About Arthur Schopenhauer (1788-1860)

This page is for regular readers of 'The MacGuffin' - who will know that not only do I greatly admire Schopenhauer's writings, but that I consider the German philosopher's thought and temperament to offer valuable keys to the films of Hitchcock. A child of the Romantic Age who appreciated the power of the unconscious mind, who for a time had gone to school in London, who was a philosophical pessimist and a lover of the arts (especially of the theatre), and who in later years liked to read 'The Times' each day though he was living abroad - all these facts about Schopenhauer may help to suggest why I see in him a considerable overlap with Hitchcock. (Both men, too, could be very objective about the human condition ...)  KM

First, here are three short quotes taken from three excellent books.

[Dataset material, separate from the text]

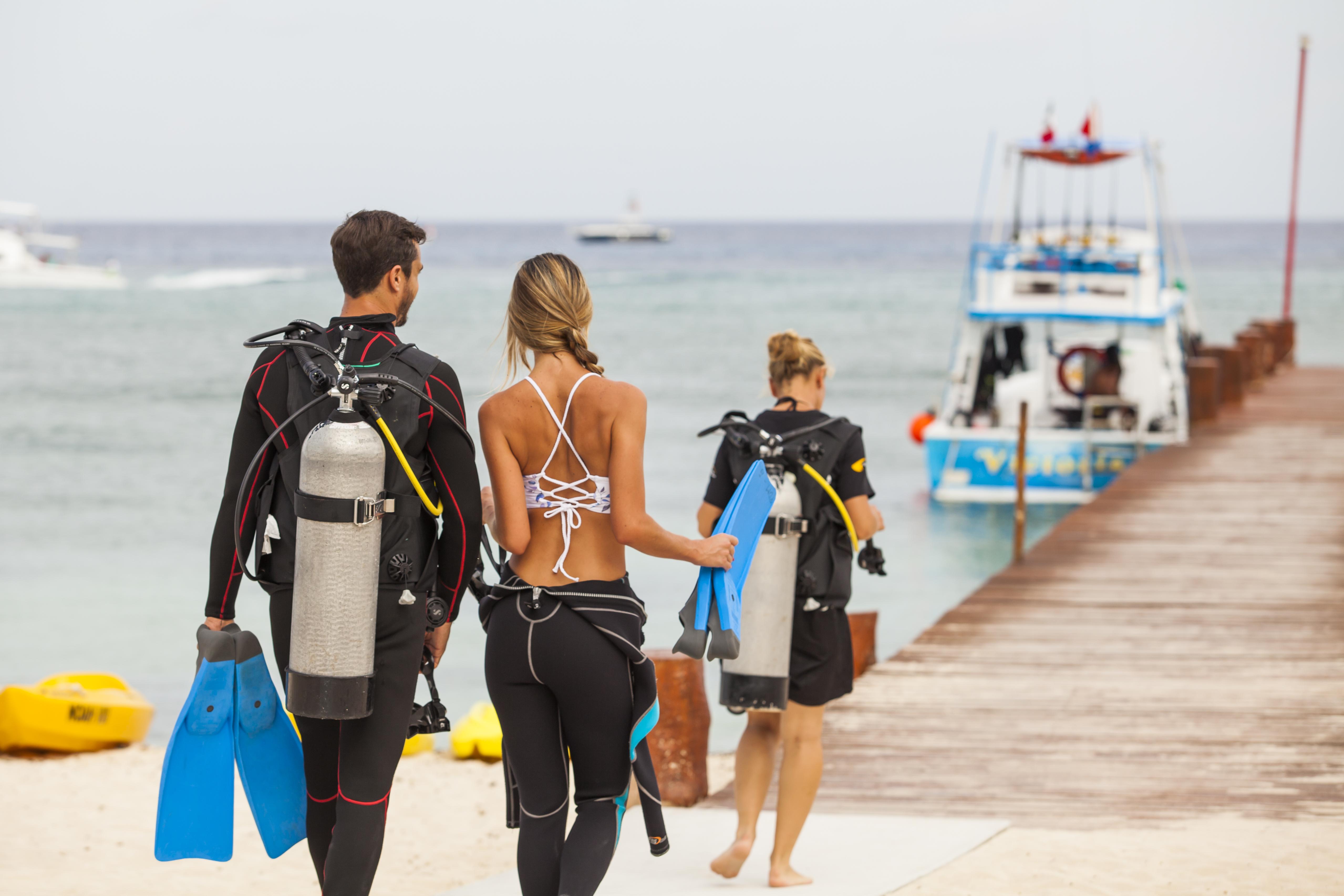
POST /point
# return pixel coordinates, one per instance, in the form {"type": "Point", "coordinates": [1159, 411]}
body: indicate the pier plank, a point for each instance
{"type": "Point", "coordinates": [1174, 649]}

    Interest in Schopenhauer's philosophy is now returning after a long period of neglect. He has always been acknowledged as one of the greatest writers of German prose, but only recently has he begun to recover recognition as the only major Western philosopher to build bridges between Western and Eastern thought; as a philosopher whose impact on creative writers has never been surpassed; as possibly the greatest individual influence on Wittgenstein; and above all as a great philosopher in his own right. Many ideas which are thought of today as characteristically 'modern' received their first unequivocal expression in his pages. Not surprisingly, a new generation is feeling a need to study his work.
     
            - From the dust-jacket of Bryan Magee's 'The Philosophy of Schopenhauer' (Clarendon Press, 1983)
                                        .
    [Schopenhauer] shared with the romantics the rejection of science, and the celebration of the aesthetic and the creative. His metaphysical position was that the world is a transcendental illusion; reality is first to be found within ourselves, and then not as reason but as irrational, impersonal Will. It is the Will that throws us this way and that through desire and emotion, but it is never under our personal control. The Will is in no sense a personal Will (any more than Hegel's Spirit is personal); it is ultimately the reality of all things, most obviously in the case of other living creatures whose lives are no more - and no less - meaningful than our own. On the rational foundation built by Kant, Schopenhauer demonstrates that life is intrinsically absurd. At best we might see our way through the absurdity, and achieve some sort of quasi-Nirvanic peace by denying the Will and the futile desires that are its most immediate manifestations.
     
            - Robert C. Solomon, 'Continental Philosophy Since 1750'
                (Oxford University Press, 1988), pp. 75-76

    The idea which allowed his monumental book ['The World as Will and Representation'] to take shape was his conception of the will. In the finished work, as its title indicates, Schopenhauer presents the world as having two sides, that of Vorstellung (representation), or the way things present themselves to us in experience, and that of Wille (will), which is, he argues, what the world is in itself, beyond the mere appearances to which human knowledge is limited. ... His notion of will is probably best captured by the notion of striving towards something, provided one remembers that the will is fundamentally 'blind', and found in forces of nature which are without consciousness at all. ... Schopenhauer thinks ordinary existence must involve the dual miseries of pain and boredom, insisting that it is the very essence of humanity, indeed of the world as a whole, that it should be so.
     
            - Christopher Janaway, 'Schopenhauer'
                (Oxford University Press, 1994), p. 6.